La exigencia también es amor: liderazgo sin “motivación” de payaso

Escrito por Juanse

febrero 26, 2026

En los últimos años me he encontrado con un fenómeno curioso en mi actividad profesional: muchas personas sienten que “necesitan” estar motivadas para hacer lo que les corresponde. Para cumplir responsabilidades. Para responder en lo laboral. Para lo básico.

Y entonces pasa algo: muchos líderes terminamos convirtiéndonos en motivadores profesionales en exceso. Con pompones, piruetas, música de fondo y una comunicación hipercuidadosa, como si liderar fuera salir todos los días con nariz de payaso.

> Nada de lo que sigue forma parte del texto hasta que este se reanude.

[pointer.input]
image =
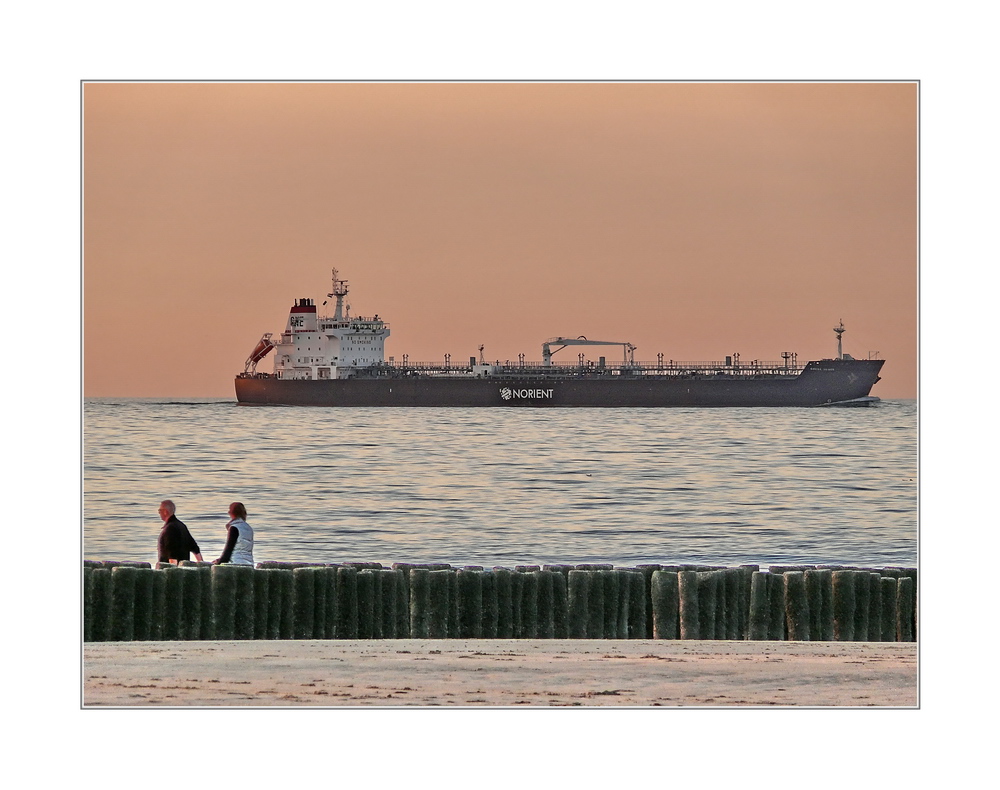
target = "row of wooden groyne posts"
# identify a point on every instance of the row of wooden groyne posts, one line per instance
(128, 601)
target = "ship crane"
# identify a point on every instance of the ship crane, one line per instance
(547, 352)
(262, 349)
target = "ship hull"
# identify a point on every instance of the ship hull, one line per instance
(821, 383)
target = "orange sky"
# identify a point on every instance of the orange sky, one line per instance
(696, 220)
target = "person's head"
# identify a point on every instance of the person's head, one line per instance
(166, 509)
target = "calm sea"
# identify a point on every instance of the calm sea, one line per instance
(508, 486)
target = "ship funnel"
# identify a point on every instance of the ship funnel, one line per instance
(302, 316)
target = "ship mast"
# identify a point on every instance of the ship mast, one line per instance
(840, 339)
(339, 291)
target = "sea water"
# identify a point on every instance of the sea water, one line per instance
(507, 486)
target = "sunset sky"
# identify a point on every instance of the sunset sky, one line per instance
(691, 219)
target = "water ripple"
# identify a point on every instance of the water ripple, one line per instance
(469, 486)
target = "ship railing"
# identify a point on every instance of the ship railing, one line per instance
(665, 368)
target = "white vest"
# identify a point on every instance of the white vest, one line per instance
(243, 550)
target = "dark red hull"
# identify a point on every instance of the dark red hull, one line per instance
(818, 384)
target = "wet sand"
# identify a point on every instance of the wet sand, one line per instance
(499, 673)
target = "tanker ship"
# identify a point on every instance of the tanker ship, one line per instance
(340, 361)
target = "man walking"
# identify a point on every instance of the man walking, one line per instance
(175, 542)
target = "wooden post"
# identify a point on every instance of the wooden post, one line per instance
(759, 623)
(843, 606)
(560, 605)
(488, 586)
(420, 603)
(440, 603)
(529, 604)
(347, 602)
(904, 609)
(223, 599)
(707, 594)
(796, 606)
(665, 604)
(366, 603)
(888, 612)
(578, 603)
(122, 628)
(505, 603)
(690, 617)
(545, 585)
(304, 580)
(470, 604)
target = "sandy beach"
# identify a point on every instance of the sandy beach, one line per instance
(499, 673)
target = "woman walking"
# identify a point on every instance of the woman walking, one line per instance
(239, 540)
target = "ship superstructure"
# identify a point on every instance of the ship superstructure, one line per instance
(323, 348)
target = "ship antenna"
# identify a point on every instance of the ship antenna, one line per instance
(840, 339)
(339, 291)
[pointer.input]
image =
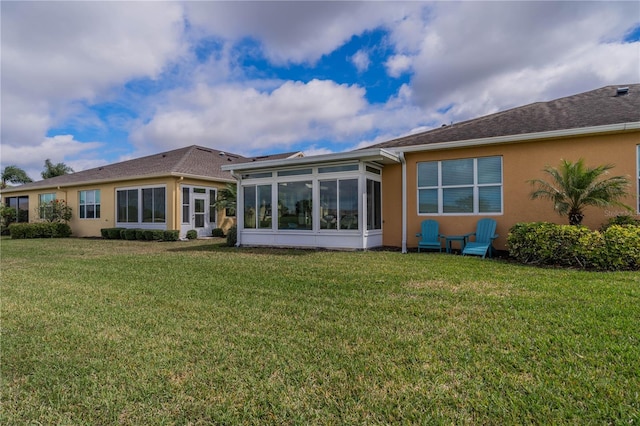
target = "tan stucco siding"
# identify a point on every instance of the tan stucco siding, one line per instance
(392, 205)
(521, 162)
(92, 227)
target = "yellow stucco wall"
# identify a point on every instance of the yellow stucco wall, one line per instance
(91, 227)
(521, 162)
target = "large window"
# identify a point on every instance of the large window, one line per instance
(153, 205)
(141, 205)
(294, 205)
(89, 204)
(339, 204)
(44, 205)
(21, 204)
(257, 206)
(466, 186)
(374, 205)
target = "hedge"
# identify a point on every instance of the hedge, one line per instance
(39, 230)
(541, 243)
(139, 234)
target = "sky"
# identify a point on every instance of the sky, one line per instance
(90, 83)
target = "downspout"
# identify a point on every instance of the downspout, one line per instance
(239, 208)
(403, 208)
(177, 205)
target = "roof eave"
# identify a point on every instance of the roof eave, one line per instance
(378, 155)
(112, 180)
(525, 137)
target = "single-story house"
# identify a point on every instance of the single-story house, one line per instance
(457, 174)
(367, 198)
(169, 190)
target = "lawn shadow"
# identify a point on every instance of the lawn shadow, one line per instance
(221, 247)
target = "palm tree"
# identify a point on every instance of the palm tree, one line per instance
(14, 174)
(53, 170)
(227, 198)
(574, 186)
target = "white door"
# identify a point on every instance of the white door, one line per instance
(199, 220)
(197, 212)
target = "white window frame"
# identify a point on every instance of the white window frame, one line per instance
(139, 223)
(314, 175)
(42, 200)
(474, 186)
(95, 204)
(638, 180)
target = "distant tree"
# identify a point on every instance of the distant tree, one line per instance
(574, 186)
(53, 170)
(227, 198)
(14, 174)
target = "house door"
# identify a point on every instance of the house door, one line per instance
(199, 219)
(197, 210)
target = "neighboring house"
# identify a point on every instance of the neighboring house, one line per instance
(169, 190)
(456, 174)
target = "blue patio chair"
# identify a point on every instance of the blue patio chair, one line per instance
(484, 236)
(429, 237)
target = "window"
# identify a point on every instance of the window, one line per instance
(21, 204)
(44, 208)
(339, 204)
(374, 205)
(465, 186)
(141, 205)
(89, 204)
(153, 205)
(257, 206)
(128, 206)
(185, 205)
(212, 208)
(294, 205)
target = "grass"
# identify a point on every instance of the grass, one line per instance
(119, 332)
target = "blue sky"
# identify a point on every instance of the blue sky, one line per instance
(90, 83)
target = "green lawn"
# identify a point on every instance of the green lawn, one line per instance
(119, 332)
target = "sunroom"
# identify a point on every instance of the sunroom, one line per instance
(327, 201)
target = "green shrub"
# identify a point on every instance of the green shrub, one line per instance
(111, 233)
(130, 234)
(171, 235)
(620, 220)
(575, 246)
(39, 230)
(153, 234)
(622, 247)
(232, 236)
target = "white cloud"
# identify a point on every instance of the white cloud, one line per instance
(398, 64)
(297, 32)
(58, 149)
(361, 60)
(243, 119)
(56, 53)
(481, 57)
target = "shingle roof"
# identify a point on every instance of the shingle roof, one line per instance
(595, 108)
(191, 160)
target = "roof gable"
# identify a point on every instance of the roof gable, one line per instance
(598, 107)
(192, 161)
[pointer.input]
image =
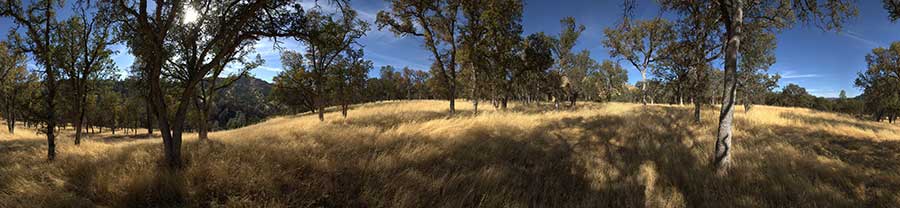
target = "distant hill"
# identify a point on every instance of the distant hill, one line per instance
(412, 154)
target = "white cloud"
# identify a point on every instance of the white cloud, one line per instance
(789, 74)
(859, 37)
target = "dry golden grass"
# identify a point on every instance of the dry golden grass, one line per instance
(411, 154)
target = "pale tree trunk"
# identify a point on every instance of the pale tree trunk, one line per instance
(734, 23)
(149, 121)
(10, 117)
(320, 106)
(475, 91)
(81, 114)
(697, 112)
(452, 98)
(203, 125)
(644, 87)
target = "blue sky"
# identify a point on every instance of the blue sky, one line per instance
(822, 62)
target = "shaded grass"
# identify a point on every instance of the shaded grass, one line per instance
(411, 154)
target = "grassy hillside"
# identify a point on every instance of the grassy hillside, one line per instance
(410, 154)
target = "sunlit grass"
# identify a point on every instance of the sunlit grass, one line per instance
(413, 154)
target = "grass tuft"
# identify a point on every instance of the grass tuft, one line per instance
(413, 154)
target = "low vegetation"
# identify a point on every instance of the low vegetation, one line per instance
(412, 154)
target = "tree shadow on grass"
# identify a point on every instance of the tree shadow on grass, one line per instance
(651, 157)
(813, 120)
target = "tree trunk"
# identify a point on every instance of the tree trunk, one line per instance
(203, 126)
(10, 118)
(644, 87)
(452, 97)
(475, 91)
(149, 118)
(734, 23)
(573, 99)
(697, 112)
(79, 122)
(321, 109)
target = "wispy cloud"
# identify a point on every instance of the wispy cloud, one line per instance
(793, 75)
(828, 93)
(859, 37)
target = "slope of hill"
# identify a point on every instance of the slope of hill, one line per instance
(244, 102)
(411, 154)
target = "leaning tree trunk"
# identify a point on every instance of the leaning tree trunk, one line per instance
(51, 114)
(733, 20)
(475, 91)
(80, 120)
(203, 125)
(697, 106)
(149, 121)
(644, 87)
(10, 117)
(452, 90)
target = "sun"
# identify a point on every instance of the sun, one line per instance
(190, 15)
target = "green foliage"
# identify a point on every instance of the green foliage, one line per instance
(881, 81)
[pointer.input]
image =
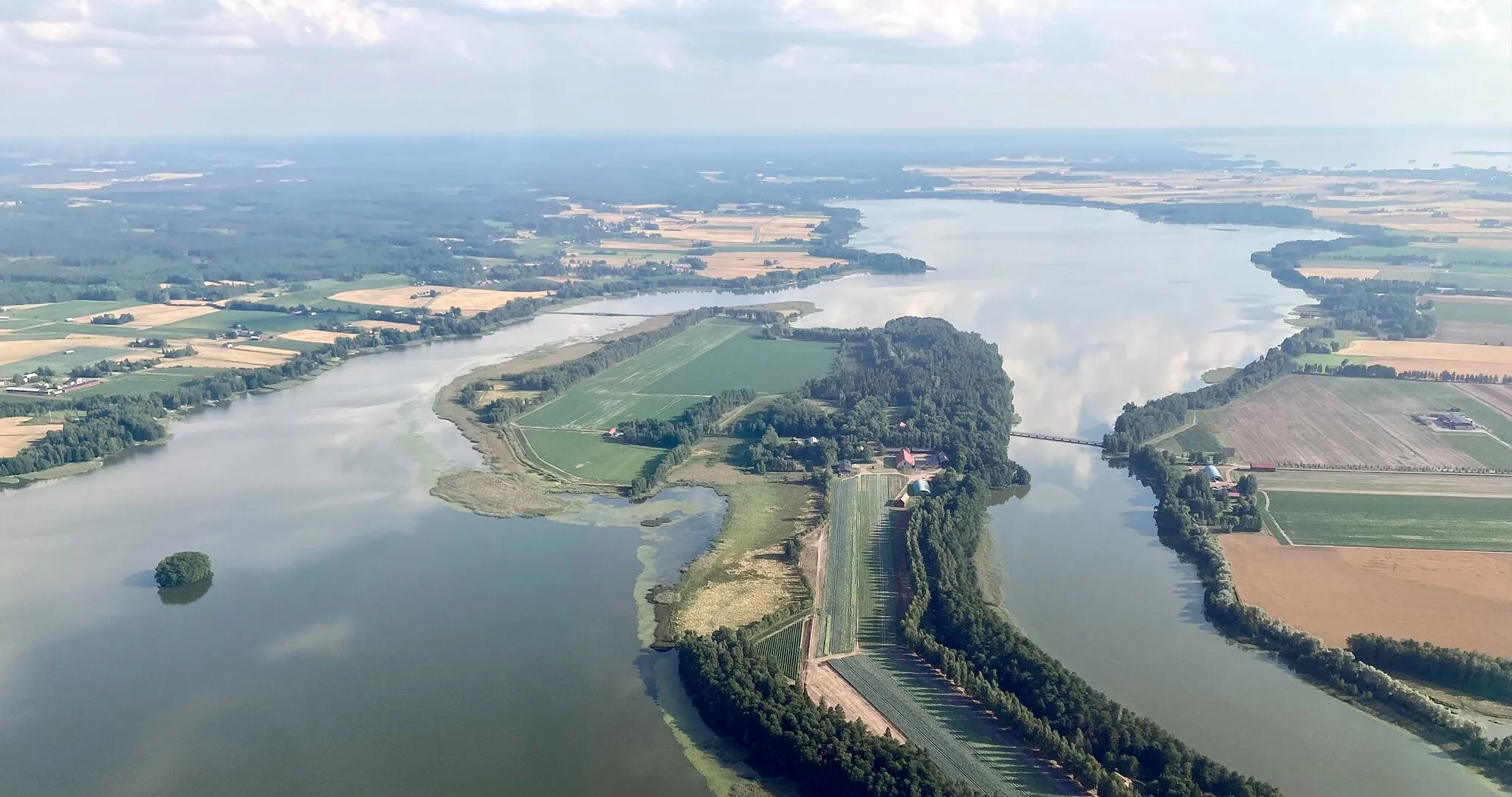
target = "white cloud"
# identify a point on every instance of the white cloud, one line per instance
(304, 21)
(942, 21)
(1429, 23)
(329, 639)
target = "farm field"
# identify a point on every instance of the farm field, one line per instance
(1451, 598)
(785, 646)
(744, 577)
(855, 516)
(1387, 483)
(950, 728)
(1343, 423)
(20, 431)
(470, 300)
(219, 321)
(663, 381)
(580, 456)
(1432, 356)
(1393, 521)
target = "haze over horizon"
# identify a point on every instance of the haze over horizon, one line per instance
(336, 67)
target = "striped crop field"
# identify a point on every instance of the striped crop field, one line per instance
(855, 516)
(944, 723)
(785, 646)
(564, 436)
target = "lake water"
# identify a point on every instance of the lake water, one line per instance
(363, 639)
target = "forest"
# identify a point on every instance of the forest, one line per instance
(744, 696)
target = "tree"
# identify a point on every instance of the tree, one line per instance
(182, 569)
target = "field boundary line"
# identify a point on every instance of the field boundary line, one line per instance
(1269, 519)
(1192, 421)
(1293, 469)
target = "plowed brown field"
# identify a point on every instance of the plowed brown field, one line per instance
(1301, 420)
(1451, 598)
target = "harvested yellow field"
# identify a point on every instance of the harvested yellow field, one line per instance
(1432, 356)
(216, 355)
(439, 298)
(1339, 273)
(14, 352)
(386, 326)
(313, 336)
(147, 316)
(14, 436)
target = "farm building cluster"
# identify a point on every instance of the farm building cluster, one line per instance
(1446, 421)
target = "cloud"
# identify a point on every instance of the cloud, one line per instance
(329, 639)
(309, 21)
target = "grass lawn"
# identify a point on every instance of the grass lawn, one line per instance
(588, 456)
(1428, 522)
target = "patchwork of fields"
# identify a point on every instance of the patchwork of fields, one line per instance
(1367, 424)
(566, 434)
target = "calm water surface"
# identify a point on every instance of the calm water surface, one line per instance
(362, 639)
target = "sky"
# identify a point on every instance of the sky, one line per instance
(331, 67)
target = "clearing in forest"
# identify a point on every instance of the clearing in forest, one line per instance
(566, 434)
(1452, 598)
(1357, 423)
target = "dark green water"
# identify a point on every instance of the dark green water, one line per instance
(363, 639)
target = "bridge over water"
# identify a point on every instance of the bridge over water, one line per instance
(1057, 439)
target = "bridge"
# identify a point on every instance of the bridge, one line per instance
(1057, 439)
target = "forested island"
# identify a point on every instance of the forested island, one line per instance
(952, 389)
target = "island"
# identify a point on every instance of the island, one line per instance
(182, 569)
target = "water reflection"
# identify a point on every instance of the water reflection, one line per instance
(182, 596)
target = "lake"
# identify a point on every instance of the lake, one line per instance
(363, 639)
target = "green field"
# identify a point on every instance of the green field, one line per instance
(1429, 522)
(1198, 437)
(253, 320)
(717, 355)
(855, 516)
(1473, 312)
(317, 293)
(70, 309)
(83, 356)
(588, 456)
(930, 714)
(785, 646)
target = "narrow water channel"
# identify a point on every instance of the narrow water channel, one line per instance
(363, 639)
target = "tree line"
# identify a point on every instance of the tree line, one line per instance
(746, 697)
(1186, 531)
(1461, 671)
(949, 622)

Cuando la motivación se vuelve flexibilidad excesiva

En esa dinámica, el liderazgo puede caer en una especie de “flexibilidad excesiva”: se vuelve permisivo con el resultado, se suavizan expectativas y, muchas veces, se sacrifican metas importantes… incluso las de accionistas o de la organización.

Y al final, cuando no se cumplen los objetivos, ¿a quién le cae el balde? Al líder. Y sí: debe ser así. Pero eso me llevó a preguntarme algo incómodo:

¿Este es el camino que debemos seguir hoy?
La respuesta fue inmediata: definitivamente NO.

La frase que me cambió el enfoque

Recordé unas palabras que escuché en un espacio de liderazgo:
“La exigencia es un acto de amor por los demás.”

Y esa idea me conectó de frente con mi paternidad.

Lo entendí con mi hija: firmeza amorosa

Tengo una hija de 5 años. Con una crianza respetuosa y consciente, yo le “exijo” ciertas actividades y comportamientos no para controlarla, sino para formar su carácter.

Cosas sencillas, por ejemplo:

  • Mantener su cuarto en un orden moderado (no perfecto, pero tampoco un apocalipsis de juguetes).

  • Cepillarse los dientes después de cada comida.

  • Limitar el exceso de ciertos alimentos.

Mi postura ahí es amorosa, pero firme. Eso es templanza: firmeza amorosa. Porque mi compromiso con ella es acompañarla a convertirse en una gran mujer.

Liderar equipos funciona igual

Con las personas que tenemos a cargo pasa lo mismo. Cuando no las retamos, no exigimos profesionalismo, no pedimos competencia real, no delegamos con claridad, no monitoreamos ni acompañamos…

les estamos enviando un mensaje equivocado.
Un mensaje que se puede leer como:

“No confío en tus capacidades, cualidades y competencias.”

Y eso, aunque suene “amable”, termina siendo dañino.

Conclusión: exigir es cuidar (y creer en el otro)

Desde ese día entendí que una de las mayores muestras de amor por alguien que trabaja conmigo es invitarlo a ser su mejor versión, con acompañamiento, soporte y exigencia.

Porque liderar no es entretener.
Liderar es elevar el estándar, sin perder el respeto.